There is a thread somewhere either on here or somewhere else where Brittany Ferries cancelled memberships of those who advertised the discount code.


----------



## wug (May 19, 2011)

That's right. I was warned about this and advised another member on here who removed the code. It's in the T's&C's on the BF website. Best done by PM.


----------



## alshymer (Nov 4, 2007)

*Discount Codes*

Hi 
I would have thought that Brittany Ferries would rather give 10% of a crossing than lose the booking to companies offering cheaper routes.
It must be of benefit to them as well.
Regards
Alshymer


----------



## alshymer (Nov 4, 2007)

*Discount Code*

Hi again
Having only just joined this morning, I was not aware of the Terms and Conditions regarding the Travel Club, so won't post my code again.
Apparently it is too late to delete it now.
Sorry Brittany Ferries!!!
Regards
Alshymer


----------



## MHFAdmin (Jun 21, 2007)

we have edited out the code details from Alshymer's original post


----------



## alshymer (Nov 4, 2007)

*discount vouchers*

Thanks Admin
Best wishes
Alshymer


----------



## Mike48 (May 1, 2005)

Blimey!!! Admin on the ball. Well done to them.

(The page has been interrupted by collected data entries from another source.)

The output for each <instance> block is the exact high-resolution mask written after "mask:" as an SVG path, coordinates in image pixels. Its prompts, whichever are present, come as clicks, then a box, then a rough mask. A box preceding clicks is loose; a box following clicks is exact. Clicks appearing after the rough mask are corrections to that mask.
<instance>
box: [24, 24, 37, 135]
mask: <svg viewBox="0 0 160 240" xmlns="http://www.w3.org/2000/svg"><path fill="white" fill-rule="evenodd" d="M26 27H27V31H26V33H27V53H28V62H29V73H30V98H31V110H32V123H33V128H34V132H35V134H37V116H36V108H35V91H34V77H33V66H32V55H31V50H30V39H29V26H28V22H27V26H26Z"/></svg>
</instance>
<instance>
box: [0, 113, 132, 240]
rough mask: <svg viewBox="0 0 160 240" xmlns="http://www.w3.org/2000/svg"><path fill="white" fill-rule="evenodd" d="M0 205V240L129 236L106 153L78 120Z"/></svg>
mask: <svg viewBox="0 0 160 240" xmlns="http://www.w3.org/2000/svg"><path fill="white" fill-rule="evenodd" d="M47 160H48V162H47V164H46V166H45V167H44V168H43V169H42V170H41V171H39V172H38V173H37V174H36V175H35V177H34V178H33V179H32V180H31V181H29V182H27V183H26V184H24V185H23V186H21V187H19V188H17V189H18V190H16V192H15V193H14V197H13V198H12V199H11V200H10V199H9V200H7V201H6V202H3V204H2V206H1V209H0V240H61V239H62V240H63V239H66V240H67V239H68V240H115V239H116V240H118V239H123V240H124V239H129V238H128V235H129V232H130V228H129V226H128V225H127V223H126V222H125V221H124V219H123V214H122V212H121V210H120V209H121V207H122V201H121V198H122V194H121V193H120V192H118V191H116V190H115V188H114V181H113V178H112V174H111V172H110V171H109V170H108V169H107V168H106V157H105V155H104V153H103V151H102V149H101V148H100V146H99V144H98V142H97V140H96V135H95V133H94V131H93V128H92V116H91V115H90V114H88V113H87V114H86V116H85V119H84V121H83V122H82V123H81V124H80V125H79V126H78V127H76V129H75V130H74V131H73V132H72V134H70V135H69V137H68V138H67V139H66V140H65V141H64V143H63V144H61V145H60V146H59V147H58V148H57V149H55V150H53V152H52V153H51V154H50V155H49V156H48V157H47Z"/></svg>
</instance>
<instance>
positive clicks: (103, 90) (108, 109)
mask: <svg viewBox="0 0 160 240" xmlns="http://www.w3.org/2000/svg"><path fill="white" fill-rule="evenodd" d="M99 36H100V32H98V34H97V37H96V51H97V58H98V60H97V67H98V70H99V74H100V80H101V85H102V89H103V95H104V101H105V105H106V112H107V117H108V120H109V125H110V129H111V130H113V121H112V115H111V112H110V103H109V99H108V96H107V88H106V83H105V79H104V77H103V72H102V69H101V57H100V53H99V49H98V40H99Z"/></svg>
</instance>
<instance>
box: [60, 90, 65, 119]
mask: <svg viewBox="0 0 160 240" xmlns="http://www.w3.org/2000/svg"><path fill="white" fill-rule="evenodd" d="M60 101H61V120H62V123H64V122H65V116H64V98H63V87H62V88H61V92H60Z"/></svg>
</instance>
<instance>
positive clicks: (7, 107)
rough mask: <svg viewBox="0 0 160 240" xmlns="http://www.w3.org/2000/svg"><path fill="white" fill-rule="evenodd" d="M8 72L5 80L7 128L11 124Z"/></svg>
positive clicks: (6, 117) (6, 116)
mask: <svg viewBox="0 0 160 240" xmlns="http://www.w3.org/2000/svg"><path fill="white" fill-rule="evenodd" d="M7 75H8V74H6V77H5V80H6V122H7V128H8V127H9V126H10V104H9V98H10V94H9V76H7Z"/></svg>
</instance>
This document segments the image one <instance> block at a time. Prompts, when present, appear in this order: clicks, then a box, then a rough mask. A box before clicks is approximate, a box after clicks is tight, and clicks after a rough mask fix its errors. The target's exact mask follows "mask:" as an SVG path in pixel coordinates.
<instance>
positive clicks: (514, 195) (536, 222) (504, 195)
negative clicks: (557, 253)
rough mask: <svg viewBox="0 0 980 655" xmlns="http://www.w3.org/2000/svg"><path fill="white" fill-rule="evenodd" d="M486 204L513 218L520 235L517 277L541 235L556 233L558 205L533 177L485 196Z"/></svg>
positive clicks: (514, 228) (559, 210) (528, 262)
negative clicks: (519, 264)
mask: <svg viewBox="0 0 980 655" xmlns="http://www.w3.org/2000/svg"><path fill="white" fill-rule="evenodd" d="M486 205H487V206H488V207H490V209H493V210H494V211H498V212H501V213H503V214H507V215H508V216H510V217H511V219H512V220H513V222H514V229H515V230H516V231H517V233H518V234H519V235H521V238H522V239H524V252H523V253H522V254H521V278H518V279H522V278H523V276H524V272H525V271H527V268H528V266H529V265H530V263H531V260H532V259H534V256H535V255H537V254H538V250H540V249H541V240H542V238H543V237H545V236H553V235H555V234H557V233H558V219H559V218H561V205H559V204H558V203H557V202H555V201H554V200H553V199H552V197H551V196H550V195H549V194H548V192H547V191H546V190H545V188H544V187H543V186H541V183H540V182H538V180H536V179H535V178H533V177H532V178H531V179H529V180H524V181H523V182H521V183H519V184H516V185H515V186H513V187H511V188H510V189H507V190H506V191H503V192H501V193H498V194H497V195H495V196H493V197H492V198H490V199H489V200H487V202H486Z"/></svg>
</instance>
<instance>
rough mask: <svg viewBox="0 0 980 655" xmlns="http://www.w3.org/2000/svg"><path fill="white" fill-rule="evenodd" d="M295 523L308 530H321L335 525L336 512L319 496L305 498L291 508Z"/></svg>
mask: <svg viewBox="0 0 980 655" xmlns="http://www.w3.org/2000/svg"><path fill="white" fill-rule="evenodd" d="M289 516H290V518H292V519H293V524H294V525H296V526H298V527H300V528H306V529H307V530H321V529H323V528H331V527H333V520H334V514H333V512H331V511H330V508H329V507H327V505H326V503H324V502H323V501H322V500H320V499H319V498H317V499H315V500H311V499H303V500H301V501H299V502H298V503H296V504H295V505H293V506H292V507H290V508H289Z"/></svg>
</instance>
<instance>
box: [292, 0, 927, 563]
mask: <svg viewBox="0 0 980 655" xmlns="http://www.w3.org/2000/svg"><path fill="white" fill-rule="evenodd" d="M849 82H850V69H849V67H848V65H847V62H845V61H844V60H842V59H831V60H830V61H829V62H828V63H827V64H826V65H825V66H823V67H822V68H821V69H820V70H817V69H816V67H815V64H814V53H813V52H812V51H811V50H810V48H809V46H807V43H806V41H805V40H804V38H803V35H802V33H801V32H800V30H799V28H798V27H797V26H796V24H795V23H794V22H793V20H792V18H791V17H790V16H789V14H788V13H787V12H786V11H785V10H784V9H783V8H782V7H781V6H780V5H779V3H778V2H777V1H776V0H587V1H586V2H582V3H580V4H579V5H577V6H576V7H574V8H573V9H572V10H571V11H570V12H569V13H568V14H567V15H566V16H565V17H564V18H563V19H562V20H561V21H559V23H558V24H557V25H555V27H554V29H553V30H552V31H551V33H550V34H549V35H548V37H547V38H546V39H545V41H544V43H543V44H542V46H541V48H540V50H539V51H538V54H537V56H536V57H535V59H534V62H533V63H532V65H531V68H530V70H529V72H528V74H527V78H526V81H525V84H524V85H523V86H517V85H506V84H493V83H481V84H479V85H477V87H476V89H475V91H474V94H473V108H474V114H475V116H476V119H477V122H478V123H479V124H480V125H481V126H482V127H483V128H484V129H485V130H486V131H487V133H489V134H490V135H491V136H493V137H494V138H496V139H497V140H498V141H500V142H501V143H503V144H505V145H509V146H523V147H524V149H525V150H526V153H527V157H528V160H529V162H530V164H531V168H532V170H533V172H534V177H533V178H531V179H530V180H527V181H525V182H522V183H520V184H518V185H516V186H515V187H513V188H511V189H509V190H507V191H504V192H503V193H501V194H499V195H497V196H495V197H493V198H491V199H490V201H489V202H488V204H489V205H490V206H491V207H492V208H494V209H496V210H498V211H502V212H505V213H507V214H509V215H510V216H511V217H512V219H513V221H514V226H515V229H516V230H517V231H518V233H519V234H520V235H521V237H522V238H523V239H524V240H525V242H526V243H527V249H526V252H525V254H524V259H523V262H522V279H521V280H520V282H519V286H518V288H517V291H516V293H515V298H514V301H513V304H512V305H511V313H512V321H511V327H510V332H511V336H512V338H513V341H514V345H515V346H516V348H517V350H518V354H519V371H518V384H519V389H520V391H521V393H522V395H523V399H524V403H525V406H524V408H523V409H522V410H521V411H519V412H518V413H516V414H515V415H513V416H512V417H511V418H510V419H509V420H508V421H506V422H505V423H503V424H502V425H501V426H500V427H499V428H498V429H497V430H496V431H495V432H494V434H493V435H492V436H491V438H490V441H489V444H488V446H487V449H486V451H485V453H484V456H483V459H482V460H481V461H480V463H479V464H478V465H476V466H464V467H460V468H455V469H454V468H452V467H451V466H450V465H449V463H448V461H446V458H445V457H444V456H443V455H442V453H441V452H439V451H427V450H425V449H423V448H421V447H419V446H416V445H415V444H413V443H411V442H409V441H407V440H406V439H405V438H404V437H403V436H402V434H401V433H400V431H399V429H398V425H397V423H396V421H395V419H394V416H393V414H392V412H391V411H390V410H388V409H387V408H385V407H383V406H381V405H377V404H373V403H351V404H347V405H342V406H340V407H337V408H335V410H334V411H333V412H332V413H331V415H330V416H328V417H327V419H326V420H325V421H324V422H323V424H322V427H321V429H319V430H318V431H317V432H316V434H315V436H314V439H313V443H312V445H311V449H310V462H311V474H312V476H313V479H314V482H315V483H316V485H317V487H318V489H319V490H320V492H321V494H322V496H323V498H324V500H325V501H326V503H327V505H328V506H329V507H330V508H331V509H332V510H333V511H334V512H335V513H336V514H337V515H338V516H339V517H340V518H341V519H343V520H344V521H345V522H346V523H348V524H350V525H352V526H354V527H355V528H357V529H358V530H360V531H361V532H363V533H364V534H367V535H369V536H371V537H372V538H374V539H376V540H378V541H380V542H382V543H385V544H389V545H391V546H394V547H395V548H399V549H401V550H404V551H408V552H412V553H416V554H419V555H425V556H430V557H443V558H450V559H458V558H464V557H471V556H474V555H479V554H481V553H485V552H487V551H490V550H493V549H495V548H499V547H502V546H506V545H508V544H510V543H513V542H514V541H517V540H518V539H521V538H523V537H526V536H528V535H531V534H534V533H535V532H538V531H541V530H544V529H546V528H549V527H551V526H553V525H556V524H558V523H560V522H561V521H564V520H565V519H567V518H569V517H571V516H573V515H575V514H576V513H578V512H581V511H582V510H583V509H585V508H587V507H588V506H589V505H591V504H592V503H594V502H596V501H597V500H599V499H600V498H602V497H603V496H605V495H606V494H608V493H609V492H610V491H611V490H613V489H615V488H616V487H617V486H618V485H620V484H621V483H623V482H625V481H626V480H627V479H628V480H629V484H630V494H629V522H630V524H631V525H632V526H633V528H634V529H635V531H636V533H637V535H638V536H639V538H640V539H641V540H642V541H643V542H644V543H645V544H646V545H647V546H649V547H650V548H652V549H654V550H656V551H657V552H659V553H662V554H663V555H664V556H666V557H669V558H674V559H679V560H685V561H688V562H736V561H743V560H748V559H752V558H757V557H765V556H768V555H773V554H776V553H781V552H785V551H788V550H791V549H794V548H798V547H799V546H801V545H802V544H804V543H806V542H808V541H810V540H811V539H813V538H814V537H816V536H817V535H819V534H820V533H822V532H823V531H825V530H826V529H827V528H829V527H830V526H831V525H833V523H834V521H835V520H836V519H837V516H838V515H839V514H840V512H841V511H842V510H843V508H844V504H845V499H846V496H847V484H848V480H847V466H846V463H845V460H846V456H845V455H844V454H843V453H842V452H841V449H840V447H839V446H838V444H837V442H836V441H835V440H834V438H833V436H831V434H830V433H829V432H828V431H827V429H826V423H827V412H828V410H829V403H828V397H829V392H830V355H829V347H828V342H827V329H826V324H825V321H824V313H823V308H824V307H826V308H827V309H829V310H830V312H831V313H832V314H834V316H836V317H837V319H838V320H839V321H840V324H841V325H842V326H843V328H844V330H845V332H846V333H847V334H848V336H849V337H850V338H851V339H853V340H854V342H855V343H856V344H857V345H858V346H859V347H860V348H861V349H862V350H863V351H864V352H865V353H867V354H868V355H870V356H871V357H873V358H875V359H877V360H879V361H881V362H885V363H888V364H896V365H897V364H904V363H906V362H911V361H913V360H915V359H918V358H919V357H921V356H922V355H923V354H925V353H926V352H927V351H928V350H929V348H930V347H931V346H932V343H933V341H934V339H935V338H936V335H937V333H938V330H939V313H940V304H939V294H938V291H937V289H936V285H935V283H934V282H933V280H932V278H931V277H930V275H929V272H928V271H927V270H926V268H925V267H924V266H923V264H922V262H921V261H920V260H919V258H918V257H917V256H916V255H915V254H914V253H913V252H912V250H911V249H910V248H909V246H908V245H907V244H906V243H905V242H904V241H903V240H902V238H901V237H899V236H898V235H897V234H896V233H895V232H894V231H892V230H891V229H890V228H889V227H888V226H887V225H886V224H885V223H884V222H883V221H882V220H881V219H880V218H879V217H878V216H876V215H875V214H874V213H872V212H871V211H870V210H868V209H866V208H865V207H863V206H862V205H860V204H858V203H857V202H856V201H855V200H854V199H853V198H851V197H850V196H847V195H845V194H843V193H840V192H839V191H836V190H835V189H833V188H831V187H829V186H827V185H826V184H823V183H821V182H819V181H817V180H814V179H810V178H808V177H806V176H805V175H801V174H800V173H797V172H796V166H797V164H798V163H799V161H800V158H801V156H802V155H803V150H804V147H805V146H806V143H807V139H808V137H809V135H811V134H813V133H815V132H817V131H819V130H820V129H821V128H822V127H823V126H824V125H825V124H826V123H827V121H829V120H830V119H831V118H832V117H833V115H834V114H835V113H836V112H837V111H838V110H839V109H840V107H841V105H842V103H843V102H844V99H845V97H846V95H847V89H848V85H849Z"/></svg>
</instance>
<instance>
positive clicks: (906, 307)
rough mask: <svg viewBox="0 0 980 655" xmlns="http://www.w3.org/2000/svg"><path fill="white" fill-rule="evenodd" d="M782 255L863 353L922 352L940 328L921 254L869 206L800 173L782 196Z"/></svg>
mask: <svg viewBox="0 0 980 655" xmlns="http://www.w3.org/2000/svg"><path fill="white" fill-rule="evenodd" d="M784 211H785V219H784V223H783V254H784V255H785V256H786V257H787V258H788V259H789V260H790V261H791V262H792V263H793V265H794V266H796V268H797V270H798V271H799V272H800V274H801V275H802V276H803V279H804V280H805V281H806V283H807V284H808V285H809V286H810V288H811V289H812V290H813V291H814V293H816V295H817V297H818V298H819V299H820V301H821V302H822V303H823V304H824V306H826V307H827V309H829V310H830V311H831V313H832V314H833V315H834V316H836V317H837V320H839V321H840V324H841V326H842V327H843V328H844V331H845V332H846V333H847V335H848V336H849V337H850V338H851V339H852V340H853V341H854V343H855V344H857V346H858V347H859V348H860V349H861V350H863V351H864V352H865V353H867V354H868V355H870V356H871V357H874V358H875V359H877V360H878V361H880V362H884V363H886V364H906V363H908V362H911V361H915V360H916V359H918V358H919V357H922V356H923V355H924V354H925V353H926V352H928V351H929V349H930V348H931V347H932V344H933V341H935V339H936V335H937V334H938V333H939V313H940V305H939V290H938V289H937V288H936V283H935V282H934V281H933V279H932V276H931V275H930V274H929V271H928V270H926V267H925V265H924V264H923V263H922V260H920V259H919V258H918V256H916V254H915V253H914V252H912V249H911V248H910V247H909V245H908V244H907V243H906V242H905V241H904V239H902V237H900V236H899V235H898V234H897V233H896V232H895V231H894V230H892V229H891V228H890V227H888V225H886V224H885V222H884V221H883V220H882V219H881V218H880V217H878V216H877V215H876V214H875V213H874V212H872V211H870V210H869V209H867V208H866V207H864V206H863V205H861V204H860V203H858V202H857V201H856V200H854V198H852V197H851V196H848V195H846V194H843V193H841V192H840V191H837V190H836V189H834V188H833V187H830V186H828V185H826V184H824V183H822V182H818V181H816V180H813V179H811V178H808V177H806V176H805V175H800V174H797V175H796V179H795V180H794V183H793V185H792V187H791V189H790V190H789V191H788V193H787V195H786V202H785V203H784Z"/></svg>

Is this a new development?


----------



## Zebedee (Oct 3, 2007)

Ships that pass in the night Mike . . . . well, it's night there (probably!).


----------



## Penquin (Oct 15, 2007)

I had previously gone down that route and MHFAdmin were very quick at removing my code after the T&C's were pointed out to me (like most people I had never really read them.....),

MHFAdmin DO respond rapidly - that is the third incidence that I am aware of where they have reacted so positively so I must add my thanks to those already mentioned, they also converted the Baltic Wharf petition thread to announcement status so that it stays on view.....


So thanks from me for their prompt, positive actions,

Dave


----------